SEC Rounds Up Penny Stock Promoters

MIAMI (CN) - More than a dozen penny stock promoters and their companies - including a former star of the TV show "CHiPs" - were charged with using kickbacks and other schemes to manipulate the volume and price of stocks and illegally generate stock sales. Larry Wilcox, who played CHP Officer Jon Baker on "CHiPs," is one of those charged with securities fraud.

Wilcox, of West Hills, Calif., and his company, The UC Hub Group, were charged along with Anthony Mellone of Fort Lauderdale, who was CEO of Tri-Star Holdings nka Macada Holdings; and Alex Parsinia, of Calabasas, and his company Zcom Networks.

Mellone "began the process by paying an illegal kickback to a purported employee pension fund trustee who was to purchase 40 million restricted shares of Tri-Star stock," the SEC said in announcing the roundup. "Days later, Mellone paid another kickback for a purchase of 50 million restricted shares of stock. Unbeknownst to Mellone, the corrupt trustee and the trustee's business associate were undercover FBI agents, and another middleman was an FBI cooperating witness. Mellone, satisfied how the deal worked for his own company, sought to implement the same fraud with others."

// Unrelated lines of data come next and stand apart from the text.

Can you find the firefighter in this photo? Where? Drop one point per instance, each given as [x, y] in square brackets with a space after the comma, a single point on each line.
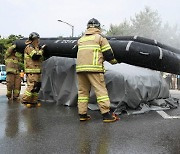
[93, 49]
[33, 58]
[13, 61]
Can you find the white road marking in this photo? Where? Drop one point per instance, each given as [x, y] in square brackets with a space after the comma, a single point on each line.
[166, 116]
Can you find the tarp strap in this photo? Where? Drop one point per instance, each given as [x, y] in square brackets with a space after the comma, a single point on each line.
[160, 53]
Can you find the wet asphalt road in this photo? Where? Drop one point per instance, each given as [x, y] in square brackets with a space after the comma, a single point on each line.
[56, 129]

Undercover FBI agents were involved in all of the stings.

Charged in accompanying federal complaints were Jean Charbit, a French citizen who lives in Miami, and Tzemach David Netzer Korem, who uses several aliases and is believed to live in Los Altos, Calif. "He also created a fictitious country, the Dominion of Melchizedek, which claims 'ecclesiastical sovereignty' on an island in the South Pacific and has been the subject of criminal prosecutions in several countries," the SEC said.

Also charged were Scott R. Sand, of Calimesa, Calif., the CEO of Ingen Technologies; Jeffrey Galpern, a Boca Raton, Fla., stock promoter; Bruce Palmer and his company, AccessKey IP, of Placitas, N.M.; and John "Buckeye" Epstein and Steven E. Humphries, executives at Texas-based Earthworks Entertainment and The Flight Zone.

The SEC seeks disgorgement plus interest, financial penalties and injunctions against all of them.